"Le regard de l’analyste" - Le plan RePowerEU à l'épreuve

Perspectives Économiques et Financières

Temps de lecture : min

L'Union européenne tiendra-t-elle ses objectifs énergétiques ?

Des objectifs ambitieux...

L'Union européenne a pour ambition de faire de l'hydrogène renouvelable un pilier de sa transition énergétique. En 2020, le Plan hydrogène présenté par l'Union européenne communiquait sur des objectifs de déploiement de 4GW de capacités d’électrolyseurs d’ici à 2024 et 40GW d’ici à 2030.
Le plan REPowerEU, établi en 2022, visant notamment à réduire la dépendance de l’UE au gaz russe, a clairement réhaussé les objectifs sur l’hydrogène.
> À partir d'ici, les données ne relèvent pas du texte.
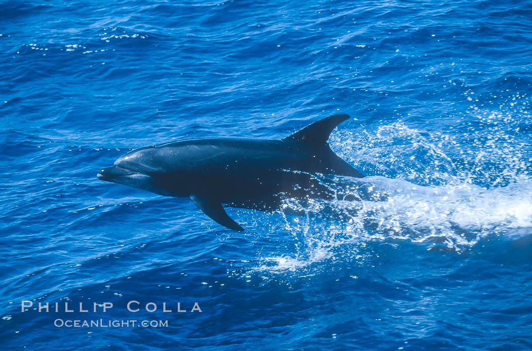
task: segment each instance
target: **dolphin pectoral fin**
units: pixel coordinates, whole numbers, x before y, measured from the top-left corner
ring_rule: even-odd
[[[240,224],[228,215],[219,202],[204,195],[193,195],[190,198],[200,210],[218,224],[233,230],[244,230]]]
[[[335,114],[312,123],[283,140],[301,141],[314,146],[326,145],[332,130],[349,118],[349,115]]]

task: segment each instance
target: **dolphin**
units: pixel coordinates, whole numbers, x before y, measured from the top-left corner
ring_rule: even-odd
[[[161,195],[188,197],[219,224],[244,230],[222,204],[271,211],[284,198],[332,198],[334,194],[316,173],[364,177],[327,143],[332,130],[348,118],[329,116],[281,139],[200,138],[141,147],[101,170],[97,177]]]

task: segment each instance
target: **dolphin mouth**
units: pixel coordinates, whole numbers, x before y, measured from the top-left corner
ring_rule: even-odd
[[[100,170],[96,177],[98,177],[98,179],[101,180],[112,181],[112,180],[120,177],[128,177],[135,175],[144,176],[144,174],[139,172],[128,170],[123,167],[112,166],[111,167],[106,167]]]

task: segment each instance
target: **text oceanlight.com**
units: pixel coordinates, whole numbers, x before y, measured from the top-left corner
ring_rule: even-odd
[[[134,328],[135,327],[151,328],[168,328],[168,320],[138,321],[130,320],[63,320],[57,319],[54,321],[57,327],[66,328]]]

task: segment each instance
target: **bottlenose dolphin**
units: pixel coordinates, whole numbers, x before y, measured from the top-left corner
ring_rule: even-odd
[[[348,118],[329,116],[282,139],[202,138],[142,147],[97,177],[161,195],[189,197],[218,223],[243,230],[222,204],[272,211],[282,197],[332,198],[315,173],[363,177],[327,144],[332,130]]]

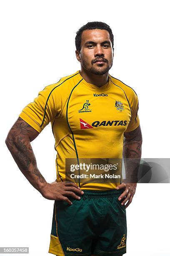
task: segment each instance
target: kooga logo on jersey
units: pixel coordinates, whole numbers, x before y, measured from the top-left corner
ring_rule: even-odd
[[[125,126],[127,125],[127,120],[116,120],[115,121],[102,121],[101,123],[99,121],[95,121],[92,123],[92,126],[95,127],[98,127],[98,126],[101,126],[103,125],[103,126],[108,126],[109,125],[111,126],[112,125],[123,125]]]
[[[98,97],[98,96],[108,96],[108,94],[105,94],[105,93],[102,93],[101,94],[96,94],[96,93],[93,93],[94,97]]]

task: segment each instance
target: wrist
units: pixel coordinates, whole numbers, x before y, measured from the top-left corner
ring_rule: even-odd
[[[37,184],[37,189],[41,194],[44,191],[45,188],[47,187],[48,182],[45,181],[43,182],[39,182]]]

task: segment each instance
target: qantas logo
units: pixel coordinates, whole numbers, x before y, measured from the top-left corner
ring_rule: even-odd
[[[93,127],[98,127],[98,126],[112,126],[123,125],[125,126],[127,125],[127,121],[126,120],[115,120],[115,121],[95,121],[92,124],[92,126],[89,123],[80,118],[80,129],[90,129],[93,128]],[[92,127],[93,126],[93,127]]]
[[[101,123],[99,121],[95,121],[92,123],[92,126],[95,126],[95,127],[98,127],[98,126],[101,126],[103,125],[103,126],[112,126],[112,125],[123,125],[125,126],[127,125],[127,120],[116,120],[115,121],[102,121]]]
[[[80,129],[90,129],[90,128],[93,128],[90,125],[81,118],[80,118]]]

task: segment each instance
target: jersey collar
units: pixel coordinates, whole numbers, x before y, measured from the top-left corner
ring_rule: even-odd
[[[81,76],[81,75],[80,75],[80,70],[78,70],[78,71],[77,71],[77,72],[76,73],[78,73],[78,76],[80,78],[80,79],[82,79],[82,80],[81,82],[81,84],[83,85],[83,86],[85,86],[85,87],[88,87],[88,88],[93,90],[97,90],[98,91],[105,91],[106,90],[108,90],[110,87],[111,86],[111,77],[110,76],[110,75],[109,74],[108,74],[108,82],[106,84],[103,84],[103,85],[102,85],[102,86],[101,86],[100,87],[98,87],[98,86],[97,86],[97,85],[95,85],[95,84],[90,84],[89,83],[88,83],[84,79],[84,78],[83,78],[83,77]]]

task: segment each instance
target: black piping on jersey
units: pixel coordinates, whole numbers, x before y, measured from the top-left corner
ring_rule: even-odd
[[[69,77],[68,78],[67,78],[67,79],[66,79],[64,81],[63,81],[63,82],[62,82],[62,83],[61,83],[61,84],[58,84],[58,85],[57,85],[56,86],[55,86],[55,87],[54,88],[53,88],[53,89],[51,91],[51,92],[50,92],[49,95],[48,96],[48,97],[47,98],[47,100],[45,103],[45,108],[44,108],[44,117],[43,118],[43,120],[42,121],[42,123],[41,124],[41,125],[40,125],[40,127],[41,127],[41,126],[42,126],[42,125],[43,125],[43,123],[44,123],[44,119],[45,118],[45,113],[46,113],[46,108],[47,108],[47,103],[48,102],[48,99],[50,97],[50,95],[51,94],[51,93],[54,90],[54,89],[55,89],[56,88],[57,88],[57,87],[58,87],[58,86],[60,86],[60,85],[61,85],[61,84],[63,84],[63,83],[64,83],[66,81],[67,81],[67,80],[68,80],[68,79],[70,79],[70,78],[71,78],[72,77],[74,77],[75,76],[76,76],[76,75],[78,74],[79,74],[79,73],[77,73],[77,74],[74,74],[73,76],[72,76],[72,77]],[[60,79],[61,80],[61,79]],[[59,81],[60,81],[60,80]],[[44,88],[45,89],[45,88]]]
[[[81,80],[80,80],[79,81],[79,82],[78,82],[78,84],[77,84],[76,85],[75,85],[75,86],[74,87],[74,88],[72,88],[71,93],[69,97],[68,98],[68,100],[67,102],[67,110],[66,110],[66,118],[67,118],[67,121],[68,124],[68,126],[70,130],[71,131],[71,133],[72,134],[72,140],[73,141],[73,143],[74,143],[74,145],[75,146],[75,153],[76,154],[76,156],[77,156],[77,159],[78,161],[78,164],[79,165],[79,159],[78,158],[78,151],[77,150],[77,148],[76,148],[76,145],[75,144],[75,140],[74,138],[74,134],[72,132],[72,130],[70,126],[70,125],[69,124],[69,122],[68,121],[68,103],[69,102],[69,100],[70,100],[70,97],[71,95],[71,94],[74,90],[74,89],[78,85],[78,84],[80,84],[80,83],[82,81],[82,80],[83,80],[83,78],[82,78],[82,79],[81,79]],[[79,175],[80,175],[80,168],[78,169],[78,173],[79,173]],[[79,182],[79,187],[80,187],[80,178],[79,178],[78,179],[78,182]]]
[[[54,119],[54,122],[53,122],[53,123],[52,123],[52,132],[53,135],[54,135],[54,138],[55,138],[55,136],[54,136],[54,133],[53,133],[53,124],[54,124],[54,122],[55,122],[55,119]]]
[[[121,83],[122,83],[122,84],[125,84],[125,85],[126,85],[126,86],[128,86],[128,87],[129,87],[130,88],[131,88],[131,89],[133,90],[133,91],[134,91],[134,92],[135,92],[135,95],[136,95],[136,96],[137,96],[138,97],[138,95],[136,92],[135,91],[135,90],[134,90],[131,87],[130,87],[130,86],[129,86],[129,85],[127,85],[127,84],[125,84],[125,83],[124,83],[123,82],[122,82],[122,81],[120,81],[120,80],[119,80],[119,79],[118,79],[118,78],[115,78],[115,77],[112,77],[112,76],[111,76],[111,75],[110,75],[110,77],[112,77],[113,78],[114,78],[115,79],[116,79],[116,80],[118,80],[118,81],[120,81],[120,82],[121,82]],[[139,109],[139,101],[138,100],[138,110],[137,110],[137,112],[136,112],[136,116],[135,118],[135,120],[136,121],[136,123],[137,122],[137,120],[136,119],[136,118],[137,118],[137,115],[138,115],[138,110]]]
[[[124,91],[124,90],[123,90],[122,89],[122,88],[121,88],[121,87],[120,87],[120,86],[119,86],[118,85],[117,85],[117,84],[114,84],[114,82],[112,82],[112,83],[113,84],[115,84],[115,85],[116,85],[116,86],[118,86],[118,87],[119,87],[119,88],[120,88],[121,89],[122,89],[122,91],[123,91],[123,92],[124,92],[124,93],[125,93],[125,96],[126,96],[126,99],[127,99],[127,100],[128,100],[128,104],[129,104],[129,108],[130,108],[130,113],[131,113],[131,118],[130,118],[130,122],[129,122],[129,123],[130,123],[130,121],[131,121],[131,119],[132,119],[132,110],[131,110],[131,108],[130,108],[130,103],[129,103],[129,100],[128,100],[128,98],[127,98],[127,96],[126,96],[126,94],[125,94],[125,91]]]
[[[57,163],[57,172],[58,173],[58,175],[60,176],[60,178],[61,179],[61,180],[62,181],[62,182],[63,182],[63,181],[62,180],[62,178],[61,177],[61,176],[60,175],[60,174],[59,174],[59,172],[58,172],[58,161],[57,161],[57,155],[58,155],[58,153],[57,153],[57,156],[56,156],[56,163]]]

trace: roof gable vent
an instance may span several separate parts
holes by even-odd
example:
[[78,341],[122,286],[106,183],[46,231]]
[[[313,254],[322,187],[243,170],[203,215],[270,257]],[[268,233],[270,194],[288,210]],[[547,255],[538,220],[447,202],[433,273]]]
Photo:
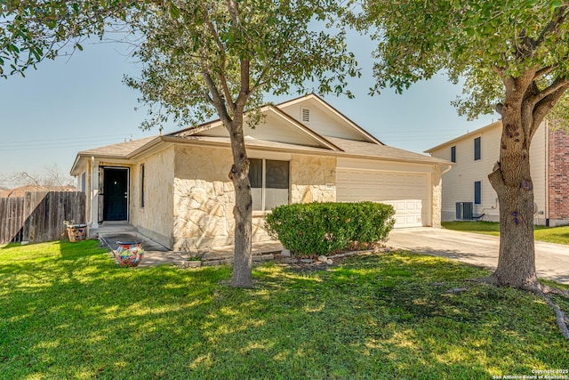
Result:
[[301,121],[302,123],[309,123],[310,122],[310,109],[301,109]]

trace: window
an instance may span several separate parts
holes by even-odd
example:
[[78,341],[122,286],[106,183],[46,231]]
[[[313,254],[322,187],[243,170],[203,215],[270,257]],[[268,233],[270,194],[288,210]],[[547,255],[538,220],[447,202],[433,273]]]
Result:
[[474,182],[474,204],[480,205],[482,203],[482,182]]
[[289,162],[250,158],[249,181],[253,211],[288,205]]
[[86,193],[87,192],[87,173],[84,172],[81,174],[81,191]]
[[480,159],[480,137],[474,139],[474,160]]
[[144,164],[140,165],[140,208],[144,208]]

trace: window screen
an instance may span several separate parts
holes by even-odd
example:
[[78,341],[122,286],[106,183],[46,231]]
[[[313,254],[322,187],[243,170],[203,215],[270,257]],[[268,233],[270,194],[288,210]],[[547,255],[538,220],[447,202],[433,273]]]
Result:
[[249,181],[254,211],[289,203],[289,162],[250,158]]
[[477,181],[474,182],[474,204],[480,205],[482,203],[482,182]]

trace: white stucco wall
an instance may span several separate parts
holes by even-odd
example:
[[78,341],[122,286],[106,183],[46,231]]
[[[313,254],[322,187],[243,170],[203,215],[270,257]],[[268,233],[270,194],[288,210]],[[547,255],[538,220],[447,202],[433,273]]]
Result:
[[[169,147],[131,167],[130,222],[141,233],[172,247],[174,149]],[[144,207],[140,206],[140,165],[144,164]]]

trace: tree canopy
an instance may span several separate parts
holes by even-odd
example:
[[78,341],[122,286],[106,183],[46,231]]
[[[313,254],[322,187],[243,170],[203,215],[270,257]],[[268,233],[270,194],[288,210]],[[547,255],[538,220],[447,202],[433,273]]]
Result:
[[[249,110],[265,93],[302,93],[313,90],[311,84],[319,93],[349,95],[346,78],[357,71],[344,33],[317,28],[342,12],[334,2],[320,1],[196,0],[147,8],[133,26],[143,35],[135,55],[144,69],[126,83],[155,106],[147,126],[169,116],[184,126],[216,114],[233,117],[243,62]],[[216,109],[217,101],[228,109]]]
[[567,88],[569,24],[560,0],[371,0],[363,14],[360,28],[377,27],[373,92],[402,92],[443,70],[464,80],[466,96],[455,105],[474,118],[503,102],[504,82],[513,78],[531,77],[537,103]]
Il prévoit ainsi de produire 10 millions de tonnes (Mt) d'hydrogène renouvelable (nécessitant 125GW1 de capacités d’électrolyse) et d’en importer le même montant d'ici à 2030. À plus long terme, l'hydrogène devrait représenter environ 10% de la consommation énergétique européenne, décarbonant ainsi des secteurs clés comme l'industrie et les transports.
Pour donner une idée de l'ampleur de cet objectif, l'UE qui a consommé 7,2 Mt d'hydrogène en 2023, dont 99,7% d’origine fossiles, notamment par vaporeformage du méthane et dénommé hydrogène « gris », vise à produire et importer d'ici à 2030 près de trois fois ce volume en hydrogène « vert ».
Si aujourd‘hui, la consommation d’hydrogène résulte des activités de raffinage de pétrole (≈60%) et de la production d’ammoniac (≈25%), une grande partie de la demande incrémentale d’hydrogène d’ici à 2030 devrait provenir de la décarbonation d’industries polluantes, du secteur des transport ou encore à destination du stockage. Parallèlement, la substitution d’hydrogène produit à base d’énergie fossiles par des sources renouvelables constituera le solde de cette demande.

...confrontés à de nombreux obstacles

Cependant, les nouvelles applications de l'hydrogène, dans la métallurgie ou les transports, sont confrontées à de nombreux obstacles.
Elles souffrent d’un coût de production plus coûteux que celui de l’hydrogène actuellement produit : l’hydrogène fossile issu du vaporeformage affiche un prix de revient de 1,5 à 2€/kg, à comparer aux technologies de production d’hydrogène « vert » les plus matures (PEM & Alcalin) qui sont 3 à 4x supérieurs (autour de 7€/kg)2. Ce surcoût est attribuable au coût de l'électrolyseur et à celui de l’électricité.
Il faut actuellement plus de 50kwh d’électricité pour produire un kg d’hydrogène « vert », soit environ 3,5€ d’électricité aux prix actuels de 70€ le MWh. Ce coût « électrique » représente à lui seul, soit 1,5 à 2x plus que l’ensemble du prix de production de l’hydrogène « gris ».
Une autre barrière à l’adoption d’hydrogène renouvelable est la quantité d’électricité renouvelable nécessaire à sa production. L'objectif REPowerEU de 10 millions de tonnes de production d'hydrogène « vert » nécessiterait 500TWh de production d'électricité supplémentaire - soit 18,5 % de la production totale d'électricité de l'UE en 2023 (ou 41% de l’électricité renouvelable).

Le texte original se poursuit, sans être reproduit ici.